When applied to a real configuration a mapping file will look something like this:

[
    {
        "index"   : "*syslog*",
        "source"  : "hostname",
        "category": "Syslog Errors" ,
        "mapping" : [
            {
                "field" : "message",
                "value" : "error",
                "boost" : 50
            },
            {
                "field" : "message",
                "value" : "kdump",
                "boost" : 60
            },
            {
                "field" : "message",
                "value" : "kernel",
                "boost" : 10
            }
        ]
    },
    {
        "index"    : "cast-zimon*",
        "source"   : "source",
        "category" : "Zimon Counters",
        "mapping"  : [
            {
                "field"     : "data.mem_active",
                "value"     : 12000000,
                "boost"     : 100,
                "threshold" : "gte"
            },
            {
                "field"     : "data.cpu_system",
                "value"     : 10,
                "boost"     : 200,
                "threshold" : "gte"
            }

        ]
    }
]

Note

The above configuration was designed for demonstrative purposes, it is recommended that users create their own mappings based on this example.

UFM Collector

A tool interacting with the UFM collector is provided in ibm-csm-bds-*.noarch.rpm. This script performs 3 key operations:

  1. Connects to the UFM monitoring snapshot RESTful interface.
    • This connection specifies a collection attributes and functions to execute against the
      interface.
  2. Processes and enriches the output of the REST connection.
    • Adds a type, timestamp and source field to the root of the JSON document.
  3. Opens a socket to a target logstash instance and writes the payload.

Beats

The following scripts are bundled in the /opt/ibm/csm/bigdata/beats/ directory. They are generally used to regenerate logs for filebeat ingestion.

csmTransactionRebuild.py

Script Location:
 /opt/ibm/csm/bigdata/beats/csmTransactionRebuild.py
RPM:ibm-csm-bds-*.noarch.rpm

This script is used to regenerate the CSM transaction log from the postgresql databse. It is recommended when using this script for the first time to back up your original transactional logs.
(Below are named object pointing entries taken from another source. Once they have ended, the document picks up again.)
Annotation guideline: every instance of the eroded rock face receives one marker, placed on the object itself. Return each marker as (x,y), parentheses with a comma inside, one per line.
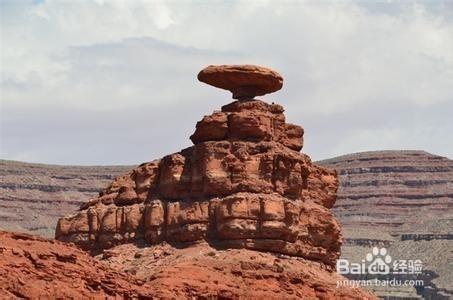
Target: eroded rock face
(244,81)
(242,185)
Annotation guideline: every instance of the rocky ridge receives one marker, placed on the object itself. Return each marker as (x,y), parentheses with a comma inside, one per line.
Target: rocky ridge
(241,209)
(401,200)
(244,184)
(34,196)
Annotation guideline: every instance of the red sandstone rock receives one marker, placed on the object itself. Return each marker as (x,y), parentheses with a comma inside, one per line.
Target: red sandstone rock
(240,186)
(37,268)
(244,184)
(244,81)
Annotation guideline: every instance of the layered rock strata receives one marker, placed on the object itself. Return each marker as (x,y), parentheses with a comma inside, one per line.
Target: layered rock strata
(244,184)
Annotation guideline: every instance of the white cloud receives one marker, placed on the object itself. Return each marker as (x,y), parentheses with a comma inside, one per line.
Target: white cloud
(121,62)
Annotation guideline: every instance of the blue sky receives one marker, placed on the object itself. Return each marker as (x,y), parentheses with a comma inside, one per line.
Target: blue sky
(114,82)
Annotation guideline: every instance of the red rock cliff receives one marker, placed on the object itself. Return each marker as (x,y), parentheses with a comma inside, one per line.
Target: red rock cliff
(244,184)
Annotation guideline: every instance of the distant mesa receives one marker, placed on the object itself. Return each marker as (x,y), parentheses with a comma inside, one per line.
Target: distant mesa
(244,81)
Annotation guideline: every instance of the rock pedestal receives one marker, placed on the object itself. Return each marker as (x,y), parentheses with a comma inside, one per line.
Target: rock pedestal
(243,184)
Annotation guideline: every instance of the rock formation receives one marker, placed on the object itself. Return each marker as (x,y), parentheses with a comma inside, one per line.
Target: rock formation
(243,81)
(244,184)
(36,268)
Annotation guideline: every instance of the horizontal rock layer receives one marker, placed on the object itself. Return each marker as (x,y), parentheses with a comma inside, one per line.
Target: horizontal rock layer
(243,187)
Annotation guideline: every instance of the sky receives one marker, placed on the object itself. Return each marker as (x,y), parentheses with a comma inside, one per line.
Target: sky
(114,82)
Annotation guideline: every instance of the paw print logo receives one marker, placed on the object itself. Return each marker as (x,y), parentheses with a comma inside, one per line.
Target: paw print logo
(378,261)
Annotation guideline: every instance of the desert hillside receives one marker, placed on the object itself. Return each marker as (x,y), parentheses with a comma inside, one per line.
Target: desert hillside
(399,199)
(402,200)
(34,196)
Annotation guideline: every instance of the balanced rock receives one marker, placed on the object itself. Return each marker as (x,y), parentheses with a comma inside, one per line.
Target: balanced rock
(243,184)
(244,81)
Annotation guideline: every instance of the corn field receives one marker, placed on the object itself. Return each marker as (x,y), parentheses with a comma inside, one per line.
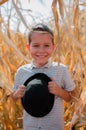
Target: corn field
(68,21)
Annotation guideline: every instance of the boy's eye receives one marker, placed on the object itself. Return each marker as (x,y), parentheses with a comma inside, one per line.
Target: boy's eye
(35,45)
(47,45)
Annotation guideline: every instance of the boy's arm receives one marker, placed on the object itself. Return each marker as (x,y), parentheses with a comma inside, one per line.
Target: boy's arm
(19,93)
(66,95)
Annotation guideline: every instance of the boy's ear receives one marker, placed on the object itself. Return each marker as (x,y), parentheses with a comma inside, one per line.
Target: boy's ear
(28,46)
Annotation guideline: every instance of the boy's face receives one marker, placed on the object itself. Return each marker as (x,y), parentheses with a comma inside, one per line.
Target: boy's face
(41,48)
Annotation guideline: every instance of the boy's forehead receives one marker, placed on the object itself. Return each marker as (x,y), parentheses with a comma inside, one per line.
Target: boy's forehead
(41,32)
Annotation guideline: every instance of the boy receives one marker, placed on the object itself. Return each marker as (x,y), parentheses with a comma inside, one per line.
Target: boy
(41,47)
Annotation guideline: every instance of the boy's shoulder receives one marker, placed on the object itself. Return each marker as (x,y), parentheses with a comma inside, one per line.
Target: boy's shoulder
(56,64)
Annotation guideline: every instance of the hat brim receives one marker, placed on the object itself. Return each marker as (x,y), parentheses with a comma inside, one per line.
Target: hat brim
(48,105)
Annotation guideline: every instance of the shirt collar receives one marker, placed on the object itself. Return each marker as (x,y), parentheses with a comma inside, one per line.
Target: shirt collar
(47,65)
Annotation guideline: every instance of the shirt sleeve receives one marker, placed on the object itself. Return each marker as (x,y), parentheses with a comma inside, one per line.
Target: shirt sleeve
(68,83)
(17,79)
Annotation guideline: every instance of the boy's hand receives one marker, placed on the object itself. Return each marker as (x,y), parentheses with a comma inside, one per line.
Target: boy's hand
(53,87)
(19,93)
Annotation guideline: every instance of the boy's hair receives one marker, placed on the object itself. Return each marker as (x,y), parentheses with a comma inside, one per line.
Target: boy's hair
(41,28)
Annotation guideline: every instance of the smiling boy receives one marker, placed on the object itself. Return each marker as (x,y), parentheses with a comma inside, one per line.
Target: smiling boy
(41,47)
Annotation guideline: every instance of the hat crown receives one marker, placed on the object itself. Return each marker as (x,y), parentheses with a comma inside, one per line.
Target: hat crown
(37,100)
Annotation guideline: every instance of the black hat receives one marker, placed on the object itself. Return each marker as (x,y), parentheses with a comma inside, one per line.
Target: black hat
(37,101)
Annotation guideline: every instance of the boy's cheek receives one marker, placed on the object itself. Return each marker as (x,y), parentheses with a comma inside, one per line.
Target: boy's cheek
(28,46)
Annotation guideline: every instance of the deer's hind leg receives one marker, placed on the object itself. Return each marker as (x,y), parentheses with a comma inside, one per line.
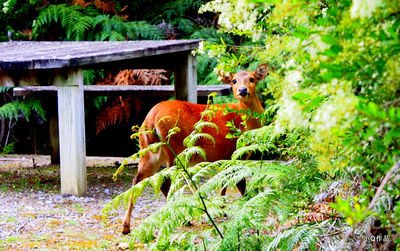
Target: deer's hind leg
(148,166)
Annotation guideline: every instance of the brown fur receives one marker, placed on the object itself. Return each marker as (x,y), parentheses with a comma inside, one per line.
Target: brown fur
(184,115)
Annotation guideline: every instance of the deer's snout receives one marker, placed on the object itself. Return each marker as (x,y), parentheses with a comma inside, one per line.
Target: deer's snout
(243,92)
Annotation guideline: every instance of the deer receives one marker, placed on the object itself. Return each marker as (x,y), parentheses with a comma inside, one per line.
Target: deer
(184,115)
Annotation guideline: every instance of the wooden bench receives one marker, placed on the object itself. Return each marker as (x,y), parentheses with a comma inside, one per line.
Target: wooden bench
(65,62)
(139,90)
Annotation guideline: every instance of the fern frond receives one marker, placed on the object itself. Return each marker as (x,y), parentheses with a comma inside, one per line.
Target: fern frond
(196,137)
(199,126)
(25,107)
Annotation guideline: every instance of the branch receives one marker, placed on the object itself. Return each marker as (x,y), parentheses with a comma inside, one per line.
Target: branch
(383,184)
(374,200)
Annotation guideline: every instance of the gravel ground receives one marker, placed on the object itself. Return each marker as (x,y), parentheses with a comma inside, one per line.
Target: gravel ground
(34,216)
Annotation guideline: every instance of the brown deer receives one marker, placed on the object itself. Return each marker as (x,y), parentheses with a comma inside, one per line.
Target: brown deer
(184,115)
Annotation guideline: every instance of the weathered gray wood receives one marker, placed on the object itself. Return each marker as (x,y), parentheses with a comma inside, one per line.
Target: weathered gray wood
(17,58)
(140,90)
(72,133)
(186,79)
(54,141)
(49,55)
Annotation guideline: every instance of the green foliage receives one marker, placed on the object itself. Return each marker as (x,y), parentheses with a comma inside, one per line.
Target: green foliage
(15,109)
(332,121)
(80,23)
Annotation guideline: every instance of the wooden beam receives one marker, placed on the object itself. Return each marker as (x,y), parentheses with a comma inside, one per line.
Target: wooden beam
(71,122)
(186,79)
(140,90)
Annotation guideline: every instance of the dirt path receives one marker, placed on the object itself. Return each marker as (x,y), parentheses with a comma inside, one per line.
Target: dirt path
(33,214)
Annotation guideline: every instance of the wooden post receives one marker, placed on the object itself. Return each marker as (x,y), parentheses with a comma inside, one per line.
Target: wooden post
(71,122)
(186,79)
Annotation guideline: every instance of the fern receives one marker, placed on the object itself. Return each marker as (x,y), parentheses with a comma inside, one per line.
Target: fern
(81,23)
(25,107)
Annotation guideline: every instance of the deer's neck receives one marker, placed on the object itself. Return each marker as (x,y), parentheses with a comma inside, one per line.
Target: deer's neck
(255,107)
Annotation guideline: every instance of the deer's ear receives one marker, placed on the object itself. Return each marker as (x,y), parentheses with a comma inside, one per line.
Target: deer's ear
(226,79)
(261,72)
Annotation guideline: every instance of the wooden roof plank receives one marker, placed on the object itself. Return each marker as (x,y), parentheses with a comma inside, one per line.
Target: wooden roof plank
(145,90)
(49,55)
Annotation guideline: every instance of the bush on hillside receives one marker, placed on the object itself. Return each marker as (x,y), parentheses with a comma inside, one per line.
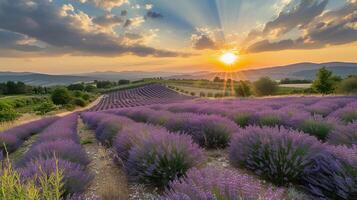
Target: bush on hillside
(7,113)
(265,86)
(243,89)
(61,96)
(348,85)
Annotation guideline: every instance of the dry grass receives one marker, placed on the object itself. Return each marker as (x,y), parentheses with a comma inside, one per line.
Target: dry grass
(110,182)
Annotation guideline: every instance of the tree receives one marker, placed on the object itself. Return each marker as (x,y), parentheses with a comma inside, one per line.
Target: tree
(325,81)
(61,96)
(265,86)
(243,89)
(44,108)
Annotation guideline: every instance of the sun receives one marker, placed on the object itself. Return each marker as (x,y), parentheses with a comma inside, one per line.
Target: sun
(228,58)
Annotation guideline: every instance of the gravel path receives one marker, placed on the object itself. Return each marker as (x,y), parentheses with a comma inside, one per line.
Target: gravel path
(109,181)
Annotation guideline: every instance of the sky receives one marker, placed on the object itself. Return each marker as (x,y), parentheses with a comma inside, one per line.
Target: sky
(75,36)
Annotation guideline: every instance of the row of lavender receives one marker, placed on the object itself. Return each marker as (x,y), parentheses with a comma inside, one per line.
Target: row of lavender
(281,155)
(58,148)
(146,95)
(154,156)
(13,138)
(331,119)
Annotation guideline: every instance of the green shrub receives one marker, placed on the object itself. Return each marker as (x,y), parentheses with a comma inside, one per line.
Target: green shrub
(86,96)
(348,85)
(61,96)
(79,102)
(265,86)
(218,95)
(39,188)
(243,89)
(44,108)
(7,113)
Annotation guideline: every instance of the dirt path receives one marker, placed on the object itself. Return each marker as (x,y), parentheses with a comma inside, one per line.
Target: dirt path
(26,118)
(109,181)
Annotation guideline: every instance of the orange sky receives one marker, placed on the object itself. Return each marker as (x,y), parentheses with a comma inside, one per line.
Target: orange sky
(207,61)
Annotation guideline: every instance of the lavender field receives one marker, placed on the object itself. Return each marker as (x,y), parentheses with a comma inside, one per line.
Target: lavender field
(180,148)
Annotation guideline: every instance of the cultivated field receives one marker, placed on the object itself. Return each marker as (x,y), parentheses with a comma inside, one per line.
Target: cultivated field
(153,143)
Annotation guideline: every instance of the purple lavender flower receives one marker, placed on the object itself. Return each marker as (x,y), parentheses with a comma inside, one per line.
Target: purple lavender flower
(332,174)
(344,135)
(277,154)
(162,157)
(75,178)
(212,183)
(63,149)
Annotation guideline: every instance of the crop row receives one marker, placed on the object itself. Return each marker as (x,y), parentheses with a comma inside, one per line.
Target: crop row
(13,138)
(57,148)
(146,95)
(151,155)
(280,155)
(329,119)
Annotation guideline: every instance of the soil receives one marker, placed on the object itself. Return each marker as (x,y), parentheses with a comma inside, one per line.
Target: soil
(109,182)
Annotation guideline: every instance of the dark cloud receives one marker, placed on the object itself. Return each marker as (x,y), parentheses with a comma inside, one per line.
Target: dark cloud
(107,20)
(201,42)
(293,16)
(335,27)
(124,13)
(15,41)
(64,29)
(153,15)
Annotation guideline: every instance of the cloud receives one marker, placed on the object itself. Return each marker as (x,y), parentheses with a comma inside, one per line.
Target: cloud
(107,20)
(333,27)
(205,38)
(201,42)
(134,22)
(17,42)
(67,31)
(124,13)
(148,6)
(293,16)
(153,15)
(106,4)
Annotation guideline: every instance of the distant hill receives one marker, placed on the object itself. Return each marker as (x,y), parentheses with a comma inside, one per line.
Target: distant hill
(130,75)
(294,71)
(42,79)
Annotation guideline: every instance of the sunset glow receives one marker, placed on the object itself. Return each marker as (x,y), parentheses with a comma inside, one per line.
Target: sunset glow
(228,58)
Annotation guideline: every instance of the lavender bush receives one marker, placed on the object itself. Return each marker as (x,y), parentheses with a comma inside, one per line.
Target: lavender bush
(64,128)
(162,157)
(344,135)
(210,131)
(75,179)
(333,174)
(109,127)
(211,183)
(62,149)
(132,136)
(14,137)
(318,126)
(346,114)
(277,154)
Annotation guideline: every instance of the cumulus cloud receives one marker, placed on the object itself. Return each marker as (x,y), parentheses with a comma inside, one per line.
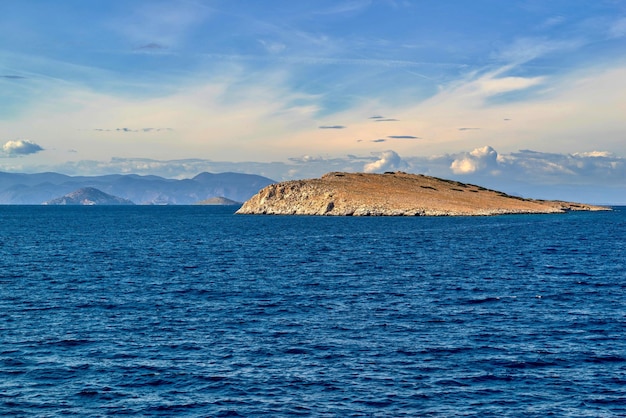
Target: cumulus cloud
(478,160)
(21,147)
(387,161)
(152,46)
(403,137)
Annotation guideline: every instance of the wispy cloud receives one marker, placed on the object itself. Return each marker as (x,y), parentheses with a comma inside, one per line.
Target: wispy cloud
(387,161)
(126,130)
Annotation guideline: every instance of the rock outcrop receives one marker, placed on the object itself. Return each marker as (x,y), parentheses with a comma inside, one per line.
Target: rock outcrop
(393,194)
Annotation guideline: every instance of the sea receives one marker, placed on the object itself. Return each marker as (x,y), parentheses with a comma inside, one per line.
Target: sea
(194,311)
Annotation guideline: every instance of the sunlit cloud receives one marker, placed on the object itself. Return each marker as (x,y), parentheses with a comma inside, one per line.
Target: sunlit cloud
(21,147)
(387,161)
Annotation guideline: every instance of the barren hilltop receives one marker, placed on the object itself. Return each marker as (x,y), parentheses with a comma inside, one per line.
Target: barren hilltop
(393,194)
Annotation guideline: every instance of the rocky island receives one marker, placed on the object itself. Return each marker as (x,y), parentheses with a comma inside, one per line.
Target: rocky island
(393,194)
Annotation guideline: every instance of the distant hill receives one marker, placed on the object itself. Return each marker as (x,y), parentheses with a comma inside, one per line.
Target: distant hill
(218,201)
(20,188)
(393,194)
(88,196)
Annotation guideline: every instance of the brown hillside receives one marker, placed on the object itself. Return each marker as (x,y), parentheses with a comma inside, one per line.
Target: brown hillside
(392,194)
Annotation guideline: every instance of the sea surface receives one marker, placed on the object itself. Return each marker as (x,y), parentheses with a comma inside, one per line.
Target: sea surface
(194,311)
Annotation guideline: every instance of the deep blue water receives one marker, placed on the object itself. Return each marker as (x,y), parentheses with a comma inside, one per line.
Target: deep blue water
(194,311)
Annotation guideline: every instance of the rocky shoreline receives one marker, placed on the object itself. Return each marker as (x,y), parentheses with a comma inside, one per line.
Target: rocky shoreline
(394,194)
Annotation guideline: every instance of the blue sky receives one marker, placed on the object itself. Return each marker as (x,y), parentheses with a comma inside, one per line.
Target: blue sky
(524,95)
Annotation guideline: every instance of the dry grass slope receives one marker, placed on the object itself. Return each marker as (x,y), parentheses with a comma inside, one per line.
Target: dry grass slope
(393,194)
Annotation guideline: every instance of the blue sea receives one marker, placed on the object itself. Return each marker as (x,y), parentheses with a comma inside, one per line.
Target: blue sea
(195,311)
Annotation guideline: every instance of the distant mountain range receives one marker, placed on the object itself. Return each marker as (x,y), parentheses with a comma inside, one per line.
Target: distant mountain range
(88,196)
(35,189)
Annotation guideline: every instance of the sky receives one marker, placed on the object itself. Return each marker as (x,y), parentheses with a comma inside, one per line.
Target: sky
(527,96)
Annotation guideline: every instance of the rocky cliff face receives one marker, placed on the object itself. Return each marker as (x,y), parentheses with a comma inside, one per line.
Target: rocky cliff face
(392,194)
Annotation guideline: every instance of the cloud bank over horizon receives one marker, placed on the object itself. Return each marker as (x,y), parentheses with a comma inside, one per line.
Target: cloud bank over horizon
(599,175)
(161,81)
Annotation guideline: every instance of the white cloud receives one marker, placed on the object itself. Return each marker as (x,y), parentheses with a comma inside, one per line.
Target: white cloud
(388,161)
(21,147)
(618,28)
(505,84)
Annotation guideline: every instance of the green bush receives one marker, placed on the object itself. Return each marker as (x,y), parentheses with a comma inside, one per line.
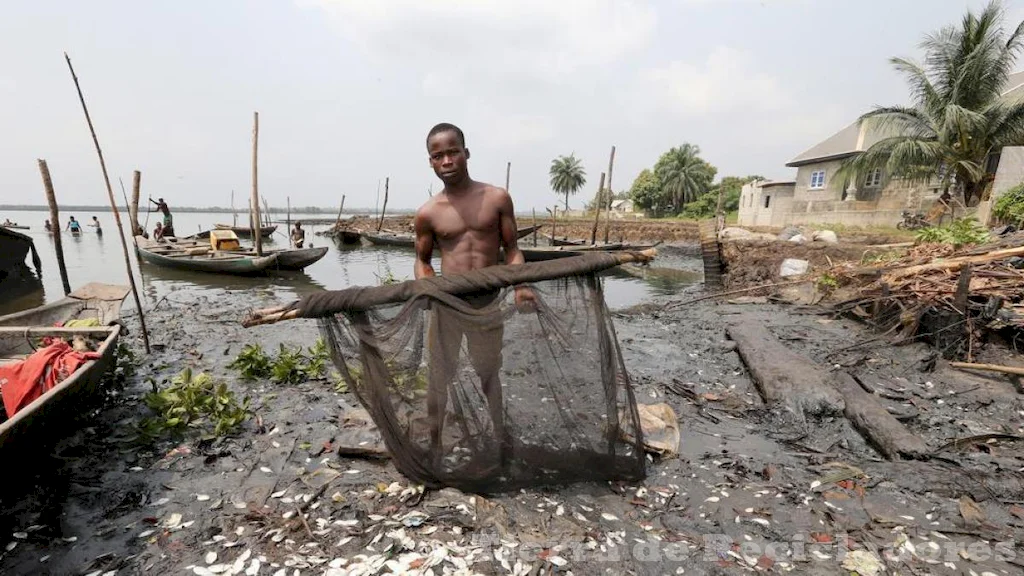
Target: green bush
(958,233)
(194,402)
(1010,207)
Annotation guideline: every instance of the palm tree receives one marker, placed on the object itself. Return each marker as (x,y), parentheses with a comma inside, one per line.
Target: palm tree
(567,176)
(684,175)
(958,116)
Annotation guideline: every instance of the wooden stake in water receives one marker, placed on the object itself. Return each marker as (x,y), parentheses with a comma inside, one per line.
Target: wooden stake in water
(114,206)
(384,207)
(607,214)
(598,202)
(337,224)
(254,203)
(136,188)
(51,199)
(535,228)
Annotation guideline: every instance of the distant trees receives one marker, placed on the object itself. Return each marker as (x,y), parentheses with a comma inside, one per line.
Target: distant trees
(567,176)
(960,115)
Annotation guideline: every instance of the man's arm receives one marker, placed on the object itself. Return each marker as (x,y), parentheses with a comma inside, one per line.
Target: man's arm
(424,246)
(510,233)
The core objective of this script is to repair issues with the transactional index that were exposed in the transitory steps of the CSM Big Data development. As such, this script should only be run in clusters which were running pre 1.5.0 level code.

usage: csmTransactionRebuild.py [-h] [-d db] [-u user] [-o output]

A tool for regenerating the csm transactional logs from the database.

optional arguments:
  -h, --help            show this help message and exit
  -d db, --database db  Database to archive tables from. Default: csmdb
  -u user, --user user  The database user. Default: postgres
  -o output, --output output
                        The output file, overwrites existing file. Default:
                        csm-transaction.log

Transition scripts

Note

The following scripts are NOT shipped in the RPMs.

Sometimes between major versions fields may be renamed in the Big Data Store (this is generally only performed in the event of a major bug). When CSM performs such a change a transition-script will be provided on the GitHub repository in the csm_big_data/transition-scripts directory.

metric-transaction_140-150.py

Performs the transition from the 1.4.0 metric and transaction logs to 1.5.0.

# ./metric-transaction_140-150.py -h
usage: metric-transaction_140-150.py [-h] -f file-glob [--overwrite]

A tool for converting 1.4.0 CSM BDS logs to 1.5.0 CSM BDS logs.

optional arguments:
  -h, --help            show this help message and exit
  -f file-glob, --files file-glob
                        A file glob containing the bds logs to run the fix
                        operations on.
  --overwrite           If set the script will overwrite the old files.
                        Default writes new file *.fixed.

The following commands will migrate the old logs to the new format:

./metric-transaction_140-150.py -f '/var/log/ibm/csm/csm_transaction.log*' --overwrite
./metric-transaction_140-150.py -f '/var/log/ibm/csm/csm_allocation_metrics.log*' --overwrite

Note

If performing this transition, the old data may need to be purged from BDS (in the case of the metrics log especially).